O Taleban, por outro lado, está isolado na arena internacional devido, em grande parte, ao histórico de violações dos direitos humanos, e está desesperado por qualquer validação do seu poder político. Embora muitos países e agências internacionais estejam colaborando com o Taleban, incluindo os EUA, nenhum lhes ofereceu a legitimidade que procuram. Alguns até impuseram sanções ao grupo, bloqueando uma ajuda significativa ao desenvolvimento e prejudicando a capacidade de governo do Taleban. Sem dinheiro e sozinho, o grupo militante islâmico parece muito satisfeito por ignorar as atrocidades chinesas contra os muçulmanos uigures em troca do apoio financeiro e político de que necessita desesperadamente.

A China, por sua vez, parece contente em desviar o olhar das alegadas violações dos direitos humanos por parte do Taleban. Na sua declaração inaugural aos talibãs, o Sr. Zhao enfatizou que a China não tem intenções de interferir nos assuntos internos do Afeganistão e “respeita totalmente a independência, a integridade territorial e a tomada de decisões do Afeganistão”. Ironicamente, porém, alguns dos grupos que ameaçam os interesses da China no Afeganistão, incluindo o Estado Islâmico-Khorasan (EI-K) e os insurgentes uigures do Movimento Islâmico do Turquestão Oriental, mantêm fortes laços com o Taleban, apesar das tentativas de Beijing de fazer com que o grupo rompa relações com eles.

Mas a política afegã de Beijing não é altruísta. A China está ansiosa não só por explorar a paisagem rica em minerais da região, mas também por estabelecer o seu domínio na hierarquia geopolítica, criando uma dependência de países politicamente fracos e voláteis em relação a si mesma.

No entanto, este improvável namoro político poderá ter consequências de longo alcance para o Afeganistão, bem como para a estabilidade regional. As aparentes ambições neocoloniais da China solidificam o controle do país pelo Taleban, permitindo que o Afeganistão continue a ser um terreno fértil para muitos grupos terroristas que continuam a operar lá.

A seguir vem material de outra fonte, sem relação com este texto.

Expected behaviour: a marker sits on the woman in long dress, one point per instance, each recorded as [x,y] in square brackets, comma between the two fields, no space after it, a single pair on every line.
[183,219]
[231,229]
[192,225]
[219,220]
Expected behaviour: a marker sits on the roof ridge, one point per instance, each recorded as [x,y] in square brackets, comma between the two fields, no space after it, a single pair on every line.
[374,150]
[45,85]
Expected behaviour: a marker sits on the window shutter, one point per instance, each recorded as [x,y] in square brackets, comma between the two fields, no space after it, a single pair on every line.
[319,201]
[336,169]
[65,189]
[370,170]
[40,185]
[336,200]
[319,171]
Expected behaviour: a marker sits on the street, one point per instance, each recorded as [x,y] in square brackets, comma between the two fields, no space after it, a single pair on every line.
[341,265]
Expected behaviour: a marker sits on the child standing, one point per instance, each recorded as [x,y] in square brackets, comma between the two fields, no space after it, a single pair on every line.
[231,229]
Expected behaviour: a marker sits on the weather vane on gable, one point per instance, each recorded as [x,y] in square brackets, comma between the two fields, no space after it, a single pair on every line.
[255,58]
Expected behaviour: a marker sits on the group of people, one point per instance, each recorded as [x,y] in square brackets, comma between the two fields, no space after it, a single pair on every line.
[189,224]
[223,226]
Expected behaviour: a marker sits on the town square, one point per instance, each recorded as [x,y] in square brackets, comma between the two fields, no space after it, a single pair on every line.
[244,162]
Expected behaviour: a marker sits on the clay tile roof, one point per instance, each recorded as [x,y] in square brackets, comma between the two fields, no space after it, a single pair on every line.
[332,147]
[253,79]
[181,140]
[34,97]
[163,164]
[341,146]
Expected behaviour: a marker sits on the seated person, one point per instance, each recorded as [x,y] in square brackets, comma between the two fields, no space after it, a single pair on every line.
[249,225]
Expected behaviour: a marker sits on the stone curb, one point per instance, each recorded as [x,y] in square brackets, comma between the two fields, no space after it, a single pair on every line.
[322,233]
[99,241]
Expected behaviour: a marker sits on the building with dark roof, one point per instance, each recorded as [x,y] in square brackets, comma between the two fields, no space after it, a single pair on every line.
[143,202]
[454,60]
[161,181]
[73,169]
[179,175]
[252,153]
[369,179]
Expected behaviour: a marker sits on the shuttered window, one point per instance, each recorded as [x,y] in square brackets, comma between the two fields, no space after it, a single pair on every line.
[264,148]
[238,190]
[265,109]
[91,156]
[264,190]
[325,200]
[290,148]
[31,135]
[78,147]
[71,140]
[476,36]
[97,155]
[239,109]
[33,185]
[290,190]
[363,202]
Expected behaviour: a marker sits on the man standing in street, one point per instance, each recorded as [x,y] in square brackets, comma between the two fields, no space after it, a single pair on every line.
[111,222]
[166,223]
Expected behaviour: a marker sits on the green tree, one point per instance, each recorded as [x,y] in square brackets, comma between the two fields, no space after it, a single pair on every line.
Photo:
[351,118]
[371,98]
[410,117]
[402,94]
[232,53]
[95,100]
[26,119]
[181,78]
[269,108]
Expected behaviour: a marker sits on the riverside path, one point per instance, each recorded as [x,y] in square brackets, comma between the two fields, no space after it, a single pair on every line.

Poderão se passar anos até que os afegãos experimentem quaisquer benefícios reais dos investimentos da China no seu país. Entretanto, estas manobras diplomáticas proporcionam ao regime talibã alguma proteção contra as pressões internacionais, permitindo-lhe continuar a minar os direitos dos grupos vulneráveis, ao mesmo tempo que conferem à China um controle mais forte sobre os recursos regionais e o poder político. A crescente intimidade entre Beijing e o Taleban provou ser um movimento de poder mutuamente e politicamente gratificante para ambos, pelo menos até agora.